Eksponensial dari koefisien (\(\exp(\beta)\)) dalam model log-linear menunjukkan rasio ekspektasi atau expected count ratio relatif terhadap kategori referensi.
Semua interpretasi diasumsikan ceteris paribus, yaitu faktor lain tetap konstan.
Fitted values dari model log-linear terbaik digunakan untuk melihat seberapa baik model memprediksi jumlah observasi berdasarkan kombinasi tingkat pendidikan, sikap terhadap teknologi, dan jenis pekerjaan.
# Fitted values dari model terbaik
data.frame( Pekerjaan = z.job, Pendidikan = x.educ, Sikap = y.tech, Observasi = counts, Prediksi = bestmodel$fitted.values )
Untuk menghitung fitted value secara manual, dapat menggunakan rumus sebagai berikut:
\[ \hat{\mu}_{ijk} = \exp\left( \lambda + \lambda^X_i + \lambda^Y_j + \lambda^Z_k + \lambda^{XY}_{ij} \right) \]
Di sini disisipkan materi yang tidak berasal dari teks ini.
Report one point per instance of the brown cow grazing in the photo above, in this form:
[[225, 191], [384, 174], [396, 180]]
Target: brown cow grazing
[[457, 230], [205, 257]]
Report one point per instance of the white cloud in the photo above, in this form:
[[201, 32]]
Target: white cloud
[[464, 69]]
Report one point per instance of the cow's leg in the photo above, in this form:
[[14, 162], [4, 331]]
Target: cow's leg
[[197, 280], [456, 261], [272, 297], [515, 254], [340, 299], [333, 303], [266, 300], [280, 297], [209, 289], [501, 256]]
Berikut adalah perhitungan fitted value secara manual
\[ \begin{aligned} \hat{\mu}_{111} &= \exp(4.265 - 0.593 + 0.483 + 0.01986 + 0.658) \\ &= \exp(4.833) = 125.595 \end{aligned} \]
\[ \begin{aligned} \hat{\mu}_{112} &= \exp(4.265 - 0.593 + 0.483 + 0.381 + 0.658) \\ &= \exp(5.195) = 180.279 \end{aligned} \]
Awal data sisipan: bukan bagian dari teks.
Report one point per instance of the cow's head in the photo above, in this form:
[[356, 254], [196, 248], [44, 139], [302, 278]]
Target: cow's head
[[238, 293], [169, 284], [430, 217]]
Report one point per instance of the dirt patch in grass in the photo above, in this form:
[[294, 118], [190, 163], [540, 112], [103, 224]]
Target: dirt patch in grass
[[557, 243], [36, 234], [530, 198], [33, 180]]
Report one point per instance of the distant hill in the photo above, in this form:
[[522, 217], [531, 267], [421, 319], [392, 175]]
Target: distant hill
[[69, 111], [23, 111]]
\[ \begin{aligned} \hat{\mu}_{113} &= \exp(4.265 - 0.593 + 0.483 + 0 + 0.658) \\ &= \exp(4.813) = 123.126 \end{aligned} \]
\[ \begin{aligned} \hat{\mu}_{121} &= \exp(4.265 - 0.593 + 0 + 0.01986 + 0) \\ &= \exp(3.692) = 40.109 \end{aligned} \]
\[ \begin{aligned} \hat{\mu}_{122} &= \exp(4.265 - 0.593 + 0 + 0.381 + 0) \\ &= \exp(4.053) = 57.572 \end{aligned} \]
\[ \begin{aligned} \hat{\mu}_{123} &= \exp(4.265 - 0.593 + 0 + 0 + 0) \\ &= \exp(3.672) = 39.320 \end{aligned} \]
\[ \begin{aligned} \hat{\mu}_{211} &= \exp(4.265 + 0 + 0.483 + 0.01986 + 0) \\ &= \exp(4.768) = 117.691 \end{aligned} \]
\[ \begin{aligned} \hat{\mu}_{212} &= \exp(4.265 + 0 + 0.483 + 0.381 + 0) \\ &= \exp(5.1295) = 168.933 \end{aligned} \]
\[ \begin{aligned} \hat{\mu}_{213} &= \exp(4.265 + 0 + 0.483 + 0 + 0) \\ &= \exp(4.748) = 115.377 \end{aligned} \]
\[ \begin{aligned} \hat{\mu}_{221} &= \exp(4.265 + 0 + 0 + 0.01986 + 0) \\ &= \exp(4.285) = 72.605 \end{aligned} \]
\[ \begin{aligned} \hat{\mu}_{222} &= \exp(4.265 + 0 + 0 + 0.381 + 0) \\ &= \exp(4.646) = 104.217 \end{aligned} \]
\[ \begin{aligned} \hat{\mu}_{223} &= \exp(4.265 + 0 + 0 + 0 + 0) \\ &= \exp(4.265) = 71.178 \end{aligned} \]
Nilai \(\hat{\mu}_{ijk}\) bersifat invariant terhadap perubahan kategori referensi dari variabel prediktor yang digunakan, yang berarti meskipun kategori referensi diganti, hasil prediksi \(\hat{\mu}_{ijk}\) tetap sama. Perubahan referensi hanya mempengaruhi nilai koefisien model, tetapi tidak mengubah nilai fitted value yang dihasilkan.